TELEVISÃO DE PROXIMIDADE [Post especialmente dedicado a 32,97% dos meus leitores, brasileiros ou registados em domínios brasileiros]
No último número da revista Trajectos (pp. 31-35), Raquel Paiva e Muniz Sodré escrevem sobre o modo como as populações periféricas da cidade do Rio de Janeiro conseguem ver televisão. Dada a topografia acidentada, o sinal das ondas electromagnéticas chega a alguns locais apenas por antena parabólica. Mas, mesmo assim, não chega a todos os sítios ou não oferece uma boa qualidade de recepção em muitos dos canais.
A alternativa é o recurso à televisão por cabo. Aqui entra o que os autores chamam de "jeitinho brasileiro" [parece que os portugueses têm um modo semelhante, o "desenrascanço"], na criação de uma rede de cabo clandestina, cobrando uma taxa mensal a cada "assinante" e retransmitindo a programação para a vizinhança. Apesar de ilegal, o procedimento tornou-se usual. Surgiu, então, o Movimento dos Antenistas, que já realizou um seminário, reunindo dirigentes políticos e representantes da sociedade civil. O que querem os antenistas? Primeiro, sair da ilegalidade, através de uma legislação específica. Segundo, e mais importante para Raquel Paiva e Muniz Sodré, ter oportunidade de produzir uma programação mais local e comunicacionalmente mais "democrática". Eu diria de maior proximidade.
Os dois autores citam o movimento da TVRoque, canal produzido por moradores de uma das maiores favelas do Rio de Janeiro, a Rocinha. Há uma operadora de televisão por cabo que se associou, pagando os moradores uma taxa simbólica para receber a programação. Os moradores dispõem de um canal para realizar as suas próprias produções. Nos horários em que a programação incide sobre o quotidiano da favela, esse canal tem uma audiência superior a todos os outros canais. Alguns políticos não gostam da ideia, apenas porque o controlo do meio lhes escapa.

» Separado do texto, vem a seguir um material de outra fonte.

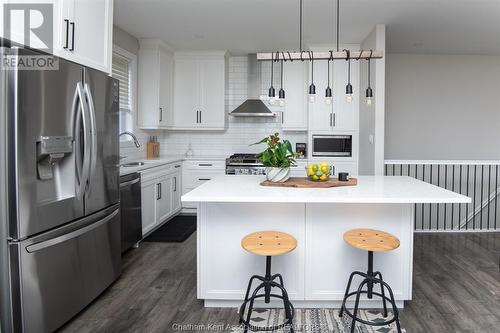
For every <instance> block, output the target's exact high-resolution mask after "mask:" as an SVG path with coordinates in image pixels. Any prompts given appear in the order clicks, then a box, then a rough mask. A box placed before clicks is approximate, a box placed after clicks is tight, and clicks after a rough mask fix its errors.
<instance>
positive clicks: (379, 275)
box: [373, 272, 387, 318]
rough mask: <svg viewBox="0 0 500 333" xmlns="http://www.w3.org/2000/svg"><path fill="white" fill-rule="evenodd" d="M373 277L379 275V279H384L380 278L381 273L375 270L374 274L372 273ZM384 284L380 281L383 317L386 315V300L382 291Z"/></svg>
mask: <svg viewBox="0 0 500 333" xmlns="http://www.w3.org/2000/svg"><path fill="white" fill-rule="evenodd" d="M373 276H375V277H377V276H379V277H380V281H384V279H383V278H382V273H380V272H375V274H374V275H373ZM384 289H385V288H384V285H383V284H382V283H380V290H381V292H380V293H381V294H382V304H383V305H384V318H386V317H387V302H386V300H385V292H384Z"/></svg>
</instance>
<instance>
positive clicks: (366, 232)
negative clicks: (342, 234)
mask: <svg viewBox="0 0 500 333" xmlns="http://www.w3.org/2000/svg"><path fill="white" fill-rule="evenodd" d="M344 241H345V242H346V243H347V244H349V245H351V246H352V247H356V248H358V249H361V250H365V251H374V252H378V251H391V250H394V249H397V248H398V247H399V244H400V243H399V239H397V237H395V236H393V235H391V234H390V233H387V232H384V231H380V230H374V229H352V230H349V231H347V232H346V233H345V234H344Z"/></svg>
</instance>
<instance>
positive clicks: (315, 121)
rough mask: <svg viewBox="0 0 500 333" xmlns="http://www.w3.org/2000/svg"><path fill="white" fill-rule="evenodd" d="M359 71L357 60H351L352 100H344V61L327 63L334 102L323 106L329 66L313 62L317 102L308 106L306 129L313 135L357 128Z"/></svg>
mask: <svg viewBox="0 0 500 333" xmlns="http://www.w3.org/2000/svg"><path fill="white" fill-rule="evenodd" d="M358 68H359V64H358V61H356V60H351V84H352V86H353V90H354V91H353V101H352V102H351V103H348V102H347V101H346V94H345V87H346V85H347V61H341V60H336V61H333V65H332V62H330V87H331V88H332V94H333V103H332V104H330V105H327V104H326V103H325V89H326V87H327V86H328V64H327V62H326V61H316V62H315V63H314V84H315V85H316V102H315V103H310V104H309V122H310V126H309V129H310V130H312V131H316V132H318V131H319V132H328V131H336V130H357V129H358V105H359V104H358V103H359V100H358V96H359V95H358V92H357V91H355V90H356V89H357V87H358V75H359V74H358Z"/></svg>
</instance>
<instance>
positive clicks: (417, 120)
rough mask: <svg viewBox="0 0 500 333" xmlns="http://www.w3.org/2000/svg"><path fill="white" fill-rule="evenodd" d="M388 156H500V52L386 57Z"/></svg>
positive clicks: (479, 159)
mask: <svg viewBox="0 0 500 333" xmlns="http://www.w3.org/2000/svg"><path fill="white" fill-rule="evenodd" d="M386 96H387V102H386V138H385V150H386V153H385V157H386V159H430V160H433V159H439V160H443V159H451V160H454V159H478V160H490V159H500V148H499V147H500V56H469V55H416V54H389V55H388V56H387V95H386Z"/></svg>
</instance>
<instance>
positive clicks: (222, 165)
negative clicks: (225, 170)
mask: <svg viewBox="0 0 500 333" xmlns="http://www.w3.org/2000/svg"><path fill="white" fill-rule="evenodd" d="M184 168H186V169H190V170H207V169H218V170H224V169H225V168H226V163H225V161H223V160H212V161H184Z"/></svg>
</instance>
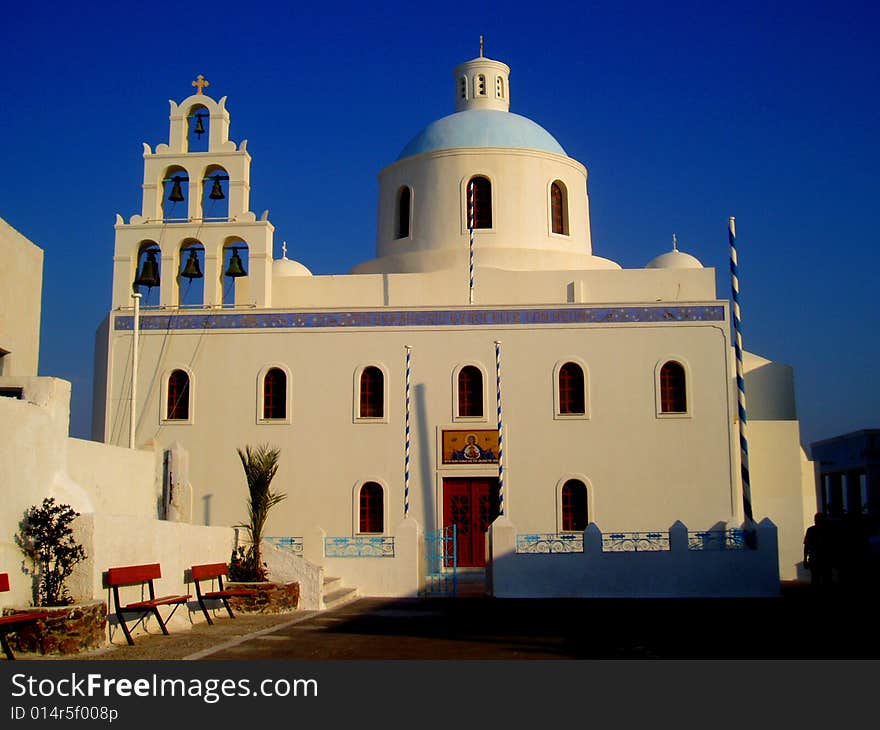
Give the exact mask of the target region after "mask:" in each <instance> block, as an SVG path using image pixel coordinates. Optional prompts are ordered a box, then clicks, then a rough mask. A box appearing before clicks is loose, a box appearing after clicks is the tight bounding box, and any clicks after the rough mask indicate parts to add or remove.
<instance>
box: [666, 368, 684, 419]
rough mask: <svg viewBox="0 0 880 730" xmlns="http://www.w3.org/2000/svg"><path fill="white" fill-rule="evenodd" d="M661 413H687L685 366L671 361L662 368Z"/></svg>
mask: <svg viewBox="0 0 880 730" xmlns="http://www.w3.org/2000/svg"><path fill="white" fill-rule="evenodd" d="M660 412H661V413H687V379H686V377H685V370H684V366H683V365H682V364H681V363H679V362H675V360H670V361H669V362H666V363H664V364H663V367H662V368H660Z"/></svg>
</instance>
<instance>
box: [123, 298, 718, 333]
mask: <svg viewBox="0 0 880 730" xmlns="http://www.w3.org/2000/svg"><path fill="white" fill-rule="evenodd" d="M140 320H141V321H140V329H141V330H143V331H150V330H228V329H316V328H358V327H363V328H376V327H481V326H483V327H497V326H511V325H524V326H534V325H560V324H625V323H643V322H723V321H724V307H723V306H721V305H715V304H711V305H695V306H690V307H688V306H650V307H566V308H565V309H559V308H557V309H538V308H528V309H526V308H523V309H474V310H471V309H433V310H428V309H418V310H384V309H379V310H372V311H366V310H365V311H350V312H326V311H325V312H319V311H315V312H254V311H253V310H249V311H247V312H228V313H222V312H221V313H208V312H201V313H197V314H196V313H191V312H188V313H186V314H183V313H179V312H172V313H169V312H161V313H158V312H157V313H146V314H145V313H141V317H140ZM133 326H134V317H133V316H131V315H123V316H118V317H116V318H115V319H114V324H113V327H114V329H115V330H117V331H125V330H131V329H132V328H133Z"/></svg>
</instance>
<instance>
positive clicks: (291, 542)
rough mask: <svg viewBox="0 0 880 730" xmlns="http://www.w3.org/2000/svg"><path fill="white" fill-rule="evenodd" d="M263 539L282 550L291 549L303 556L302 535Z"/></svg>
mask: <svg viewBox="0 0 880 730" xmlns="http://www.w3.org/2000/svg"><path fill="white" fill-rule="evenodd" d="M263 540H264V541H265V542H268V543H269V544H270V545H274V546H275V547H277V548H281V549H282V550H289V551H290V552H292V553H293V554H294V555H299V556H300V557H302V548H303V542H302V538H301V537H264V538H263Z"/></svg>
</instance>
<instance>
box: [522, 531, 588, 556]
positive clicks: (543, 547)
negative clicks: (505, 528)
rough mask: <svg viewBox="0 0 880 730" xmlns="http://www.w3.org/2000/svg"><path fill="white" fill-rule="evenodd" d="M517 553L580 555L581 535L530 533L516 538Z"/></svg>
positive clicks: (583, 536) (549, 532) (581, 550)
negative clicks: (563, 553) (529, 533)
mask: <svg viewBox="0 0 880 730" xmlns="http://www.w3.org/2000/svg"><path fill="white" fill-rule="evenodd" d="M516 551H517V552H518V553H548V554H549V553H582V552H583V551H584V535H583V533H577V534H574V533H561V532H560V533H557V532H546V533H531V534H526V535H517V536H516Z"/></svg>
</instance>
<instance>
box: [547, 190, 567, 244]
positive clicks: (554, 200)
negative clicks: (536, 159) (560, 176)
mask: <svg viewBox="0 0 880 730" xmlns="http://www.w3.org/2000/svg"><path fill="white" fill-rule="evenodd" d="M550 230H551V231H552V232H553V233H558V234H560V235H563V236H567V235H568V191H567V190H566V188H565V184H564V183H563V182H562V181H561V180H556V181H554V182H553V184H551V185H550Z"/></svg>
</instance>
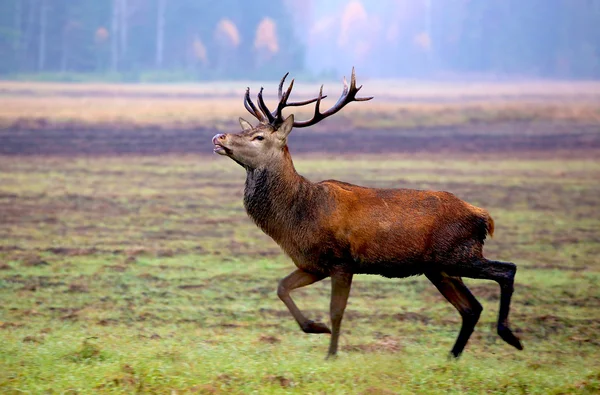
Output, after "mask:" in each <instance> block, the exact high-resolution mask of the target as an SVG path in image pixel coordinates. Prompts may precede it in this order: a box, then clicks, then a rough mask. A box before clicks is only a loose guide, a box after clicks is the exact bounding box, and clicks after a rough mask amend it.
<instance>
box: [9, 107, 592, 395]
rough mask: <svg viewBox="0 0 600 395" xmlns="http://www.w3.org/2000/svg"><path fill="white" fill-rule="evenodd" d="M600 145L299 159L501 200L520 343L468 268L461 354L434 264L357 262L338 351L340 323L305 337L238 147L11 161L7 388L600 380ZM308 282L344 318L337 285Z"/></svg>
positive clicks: (410, 385) (491, 251) (512, 318)
mask: <svg viewBox="0 0 600 395" xmlns="http://www.w3.org/2000/svg"><path fill="white" fill-rule="evenodd" d="M238 115H239V114H238ZM340 138H343V136H340ZM207 144H208V143H207ZM324 150H325V151H326V150H327V147H324ZM292 151H293V147H292ZM533 158H535V159H533ZM597 158H598V155H597V152H596V153H591V154H590V153H589V152H587V153H586V154H585V155H578V154H577V153H576V152H575V153H573V154H572V155H570V156H569V155H568V156H564V155H563V156H561V158H560V159H557V158H556V157H555V155H554V153H553V152H550V151H548V152H545V153H542V154H540V153H538V154H536V155H528V154H526V153H525V154H520V155H516V154H514V153H512V154H507V153H498V154H496V155H494V154H489V155H475V154H473V155H470V154H454V155H452V154H450V155H447V156H444V157H441V156H434V155H427V154H414V155H408V154H407V155H394V154H387V155H377V154H355V155H339V156H329V157H328V158H327V159H325V158H324V156H322V155H313V154H304V155H296V156H295V161H296V165H297V168H298V170H299V172H300V173H302V174H304V175H306V176H308V177H309V178H310V179H313V180H320V179H325V178H337V179H342V180H345V181H349V182H353V183H358V184H362V185H368V186H374V187H407V188H421V189H441V190H448V191H451V192H453V193H455V194H456V195H458V196H459V197H461V198H463V199H465V200H467V201H470V202H471V203H473V204H476V205H480V206H482V207H485V208H487V209H488V210H489V211H490V212H491V213H492V215H493V217H494V219H495V222H496V233H495V238H493V239H489V240H488V241H487V243H486V249H485V251H486V256H488V257H490V258H494V259H500V260H509V261H513V262H515V263H517V265H518V267H519V270H518V272H517V278H516V285H515V294H514V298H513V304H512V312H511V322H512V326H513V329H515V331H516V333H517V334H518V336H520V337H521V339H522V341H523V344H524V347H525V350H524V351H522V352H519V351H517V350H515V349H513V348H511V347H510V346H508V345H506V344H505V343H503V342H502V341H501V340H500V339H499V337H498V336H497V335H496V334H495V328H494V324H495V320H496V315H497V312H498V296H499V289H498V287H497V285H496V284H494V283H491V282H486V281H475V280H471V281H469V280H466V281H467V283H468V284H469V286H471V288H472V291H473V293H474V294H475V295H476V296H477V297H478V298H479V300H480V301H481V302H482V304H483V305H484V312H483V315H482V318H481V321H480V322H479V324H478V326H477V328H476V331H475V333H474V335H473V337H472V338H471V340H470V342H469V344H468V345H467V347H466V349H465V353H464V354H463V357H461V359H459V360H458V361H448V360H447V354H448V352H449V350H450V348H451V346H452V344H453V342H454V339H455V337H456V335H457V333H458V330H459V327H460V317H459V315H458V313H457V312H456V311H455V310H454V309H453V308H452V307H451V306H450V305H449V304H448V303H447V302H446V301H445V300H444V299H443V297H442V296H440V295H439V294H438V292H437V291H436V289H435V288H434V287H433V286H432V285H431V284H429V283H428V281H427V280H426V279H424V278H421V277H417V278H408V279H402V280H389V279H384V278H380V277H376V276H358V277H356V278H355V282H354V285H353V289H352V292H351V296H350V301H349V306H348V309H347V313H346V316H345V318H344V322H343V325H342V338H341V352H340V356H339V358H338V359H337V360H334V361H325V360H324V356H325V352H326V349H327V345H328V341H329V337H328V336H324V335H305V334H303V333H302V332H301V331H300V330H299V328H298V327H297V325H296V323H295V322H294V321H293V319H292V317H291V316H290V314H289V313H288V312H287V310H286V308H285V306H284V305H283V304H282V303H281V302H280V301H279V300H278V298H277V296H276V293H275V290H276V286H277V281H278V279H279V278H281V277H283V276H285V275H287V274H288V273H289V272H291V271H292V270H293V265H292V264H291V262H290V261H289V259H288V258H286V257H285V256H283V255H282V254H281V253H280V250H279V248H278V247H277V246H276V245H275V243H274V242H272V241H271V240H270V239H269V238H268V237H266V236H265V235H263V234H262V233H260V231H259V230H258V229H257V228H256V227H255V226H254V225H253V224H252V223H251V221H250V220H249V219H247V218H246V216H245V213H244V211H243V207H242V201H241V199H242V192H243V181H244V174H243V170H242V169H241V168H240V167H239V166H237V165H236V164H234V163H233V162H232V161H230V160H227V159H225V158H221V157H212V156H196V155H176V156H175V155H162V156H160V155H154V156H137V155H128V156H95V157H81V156H76V157H69V156H27V157H22V156H0V392H3V393H32V394H37V393H46V392H48V393H50V392H52V393H98V392H99V393H133V392H143V393H172V394H175V393H209V394H217V393H223V394H229V393H250V392H256V393H303V394H304V393H365V394H367V393H368V394H392V393H457V394H459V393H498V394H505V393H510V394H520V393H535V394H563V393H598V392H600V359H599V358H598V355H599V353H600V340H599V339H600V338H599V336H598V333H599V331H600V292H599V291H598V290H599V289H600V288H599V287H600V261H599V259H598V256H599V254H600V210H599V208H600V185H599V184H598V180H599V179H600V163H599V162H598V159H597ZM293 296H294V297H295V300H296V301H297V302H298V304H299V306H300V307H301V308H302V309H303V310H305V311H306V312H307V314H308V315H309V317H310V318H312V319H321V320H325V321H327V320H328V318H327V308H328V305H329V301H328V297H329V283H328V282H327V281H323V282H322V283H319V284H316V285H314V286H311V287H308V288H306V289H302V290H298V291H295V292H294V293H293Z"/></svg>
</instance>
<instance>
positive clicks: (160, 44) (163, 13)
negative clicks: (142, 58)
mask: <svg viewBox="0 0 600 395" xmlns="http://www.w3.org/2000/svg"><path fill="white" fill-rule="evenodd" d="M165 8H166V0H158V13H157V18H156V68H159V69H160V68H162V64H163V52H164V39H165Z"/></svg>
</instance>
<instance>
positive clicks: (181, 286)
mask: <svg viewBox="0 0 600 395" xmlns="http://www.w3.org/2000/svg"><path fill="white" fill-rule="evenodd" d="M177 288H179V289H201V288H206V285H205V284H185V285H180V286H179V287H177Z"/></svg>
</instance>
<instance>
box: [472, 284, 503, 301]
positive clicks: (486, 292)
mask: <svg viewBox="0 0 600 395" xmlns="http://www.w3.org/2000/svg"><path fill="white" fill-rule="evenodd" d="M469 289H470V290H471V293H473V295H474V296H475V297H476V298H478V299H479V298H481V299H484V300H489V301H495V300H500V287H498V286H497V285H495V284H481V285H472V286H469Z"/></svg>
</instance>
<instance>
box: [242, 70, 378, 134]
mask: <svg viewBox="0 0 600 395" xmlns="http://www.w3.org/2000/svg"><path fill="white" fill-rule="evenodd" d="M288 75H289V73H285V75H284V76H283V78H282V79H281V81H280V82H279V87H278V90H277V97H278V98H279V103H278V104H277V108H276V109H275V111H273V112H271V111H269V108H268V107H267V105H266V104H265V100H264V98H263V90H264V89H263V88H260V91H259V92H258V108H256V106H255V105H254V103H253V102H252V100H251V99H250V88H247V89H246V95H245V97H244V107H246V110H248V112H249V113H250V114H252V115H253V116H254V117H255V118H256V119H258V120H259V121H260V122H262V123H269V124H271V125H273V126H275V127H276V126H277V125H278V124H281V123H282V122H283V114H282V111H283V109H284V108H285V107H298V106H304V105H307V104H310V103H315V102H316V104H315V112H314V115H313V117H312V119H309V120H306V121H297V122H294V126H295V127H297V128H302V127H307V126H311V125H314V124H316V123H318V122H320V121H322V120H323V119H325V118H327V117H329V116H331V115H333V114H335V113H336V112H338V111H340V110H341V109H342V108H344V106H346V104H348V103H350V102H352V101H367V100H371V99H372V98H373V97H356V94H357V93H358V91H359V90H360V88H362V85H361V86H359V87H358V88H357V87H356V74H355V72H354V67H353V68H352V74H351V76H350V86H348V81H346V77H344V79H343V83H344V89H343V90H342V94H341V96H340V98H339V99H338V100H337V102H336V103H335V104H334V105H333V107H331V108H330V109H328V110H326V111H324V112H321V101H322V100H323V99H324V98H326V97H327V96H326V95H323V85H321V88H320V89H319V96H317V97H315V98H313V99H308V100H303V101H298V102H291V103H288V102H287V101H288V99H289V98H290V95H291V93H292V89H293V88H294V80H293V79H292V81H291V82H290V85H289V86H288V88H287V89H286V91H285V93H284V92H283V85H284V83H285V79H286V78H287V76H288ZM259 109H260V110H259Z"/></svg>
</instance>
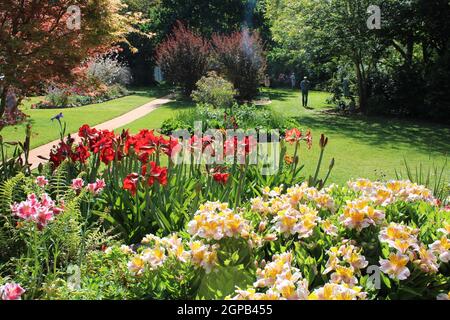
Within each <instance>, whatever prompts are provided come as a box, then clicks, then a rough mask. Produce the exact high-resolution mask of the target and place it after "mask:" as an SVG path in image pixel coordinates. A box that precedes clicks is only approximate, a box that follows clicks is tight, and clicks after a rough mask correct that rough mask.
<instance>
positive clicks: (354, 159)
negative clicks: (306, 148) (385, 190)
mask: <svg viewBox="0 0 450 320" xmlns="http://www.w3.org/2000/svg"><path fill="white" fill-rule="evenodd" d="M264 94H265V95H268V96H270V98H271V99H272V101H273V103H272V108H273V109H274V110H276V111H278V112H281V113H283V114H285V115H287V116H289V117H294V118H296V119H297V120H298V121H299V123H300V124H301V127H302V128H303V129H309V128H310V129H311V131H312V133H313V138H314V147H313V148H312V150H310V151H308V150H306V148H303V149H302V154H301V160H302V161H303V162H304V163H305V169H306V172H307V173H308V174H309V173H311V172H313V171H314V169H315V164H316V161H317V158H318V155H319V148H318V139H319V138H320V134H321V133H324V134H325V135H327V136H328V137H329V143H328V146H327V149H326V153H325V158H324V160H325V161H324V166H323V168H322V172H324V171H325V169H326V168H327V167H328V164H329V162H330V160H331V158H333V157H334V158H335V160H336V165H335V167H334V169H333V173H332V176H331V179H330V182H336V183H340V184H342V183H345V182H346V181H347V180H349V179H351V178H358V177H365V178H370V179H379V178H382V179H393V178H395V177H396V176H395V169H397V170H403V171H404V163H403V159H404V158H406V160H407V162H408V164H409V165H410V166H411V167H412V168H414V167H416V166H419V165H420V163H422V164H423V165H424V166H425V167H432V166H433V165H437V166H438V167H440V166H442V165H443V164H444V162H445V159H446V157H447V155H448V153H449V151H450V141H449V137H450V128H449V127H446V126H442V125H438V124H432V123H425V122H417V121H407V120H402V119H388V118H381V117H380V118H377V117H364V116H349V117H344V116H336V115H329V114H324V113H323V112H321V111H323V110H324V109H327V108H329V107H330V106H328V105H327V103H326V99H327V97H328V96H329V95H328V94H327V93H323V92H312V93H310V104H309V105H310V108H312V109H305V108H303V107H302V106H301V100H300V93H299V92H294V91H292V90H280V89H277V90H275V89H270V90H265V92H264ZM445 175H446V179H447V181H448V180H449V179H450V170H448V168H447V172H446V173H445Z"/></svg>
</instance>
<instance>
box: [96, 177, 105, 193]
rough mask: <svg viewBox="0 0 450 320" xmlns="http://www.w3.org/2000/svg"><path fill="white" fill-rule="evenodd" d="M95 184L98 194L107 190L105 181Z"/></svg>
mask: <svg viewBox="0 0 450 320" xmlns="http://www.w3.org/2000/svg"><path fill="white" fill-rule="evenodd" d="M95 184H96V187H95V191H97V192H102V191H103V189H105V187H106V183H105V180H104V179H97V181H96V182H95Z"/></svg>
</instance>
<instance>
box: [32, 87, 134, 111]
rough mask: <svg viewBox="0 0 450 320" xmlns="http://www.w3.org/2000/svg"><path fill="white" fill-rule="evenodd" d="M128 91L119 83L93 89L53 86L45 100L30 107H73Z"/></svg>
mask: <svg viewBox="0 0 450 320" xmlns="http://www.w3.org/2000/svg"><path fill="white" fill-rule="evenodd" d="M129 94H130V92H129V91H128V90H127V89H126V88H125V87H123V86H121V85H112V86H106V85H101V86H100V87H99V88H97V89H95V90H90V91H86V90H81V89H79V88H75V87H74V88H62V89H60V88H55V89H53V90H51V91H50V92H49V93H47V96H46V100H44V101H41V102H39V103H36V104H33V105H32V106H31V108H32V109H60V108H74V107H81V106H85V105H89V104H95V103H102V102H106V101H109V100H113V99H118V98H121V97H125V96H127V95H129Z"/></svg>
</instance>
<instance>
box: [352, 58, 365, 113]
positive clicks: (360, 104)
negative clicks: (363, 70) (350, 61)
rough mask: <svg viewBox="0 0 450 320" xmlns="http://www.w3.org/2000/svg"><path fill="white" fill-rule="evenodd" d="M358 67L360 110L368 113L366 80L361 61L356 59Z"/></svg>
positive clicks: (357, 80)
mask: <svg viewBox="0 0 450 320" xmlns="http://www.w3.org/2000/svg"><path fill="white" fill-rule="evenodd" d="M355 68H356V79H357V81H358V96H359V110H360V111H361V112H362V113H364V114H366V113H367V88H366V80H365V77H364V75H363V72H362V70H361V63H360V62H359V61H355Z"/></svg>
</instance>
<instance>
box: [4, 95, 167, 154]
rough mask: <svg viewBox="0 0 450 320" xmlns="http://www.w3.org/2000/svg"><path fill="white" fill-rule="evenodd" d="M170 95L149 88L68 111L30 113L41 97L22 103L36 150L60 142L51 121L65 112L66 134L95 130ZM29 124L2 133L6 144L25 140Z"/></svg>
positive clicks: (37, 97)
mask: <svg viewBox="0 0 450 320" xmlns="http://www.w3.org/2000/svg"><path fill="white" fill-rule="evenodd" d="M166 93H168V91H167V89H165V88H150V89H138V90H134V94H133V95H130V96H126V97H123V98H119V99H114V100H110V101H107V102H104V103H98V104H92V105H87V106H83V107H75V108H65V109H42V110H37V109H31V108H30V106H31V104H33V103H37V102H39V101H40V100H42V97H33V98H30V99H28V100H27V101H25V102H24V103H23V106H22V107H21V109H22V110H23V111H24V112H25V113H26V114H28V115H29V116H30V118H29V119H30V123H31V125H32V138H31V148H35V147H38V146H41V145H43V144H46V143H48V142H50V141H53V140H56V139H58V138H59V125H58V122H57V121H51V120H50V119H51V118H52V117H53V116H55V115H56V114H58V113H59V112H62V113H63V115H64V118H63V120H64V121H65V122H66V123H67V133H73V132H77V131H78V128H79V127H81V126H82V125H83V124H89V125H90V126H94V125H97V124H100V123H103V122H105V121H108V120H111V119H113V118H116V117H118V116H120V115H122V114H124V113H127V112H128V111H131V110H133V109H135V108H137V107H140V106H142V105H144V104H146V103H148V102H150V101H152V100H154V99H155V98H156V97H159V96H162V95H165V94H166ZM25 126H26V124H20V125H17V126H10V127H6V128H4V129H3V130H1V131H0V135H2V136H3V139H4V140H5V141H18V140H22V141H23V140H24V137H25Z"/></svg>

Concluem os autores que o medo da apropriação de um segmento dos media possa alterar as condições em que se democratiza a política, hoje assente na luta por segundos a mais no noticiário televisivo.
Últimos livros dos autores da Universidade Federal do Rio de Janeiro (pelo menos, os que aparecem no artigo):
Muniz Sodré (1999). Antropológica do espelho - uma teoria da comunicação linear e em rede. Petrópolis: Ed. Vozes
Raquel Paiva (1998). O espírito comum - comunidade, mídia, e globalismo. Petrópolis: Ed. Vozes
Leitura: Trajectos, revista do ISCTE, dirigida por José Rebelo. Número 4, Primavera de 2004. Publicada pela Notícias Editorial. Preço de capa: €12 (comprei um exemplar na Almedina, do Saldanha, por €10,8). O tema do dossiê é "A formação ao longo da vida". O texto que referi enquadra-se num conjunto de quatro com o título de "O encanto da fotografia".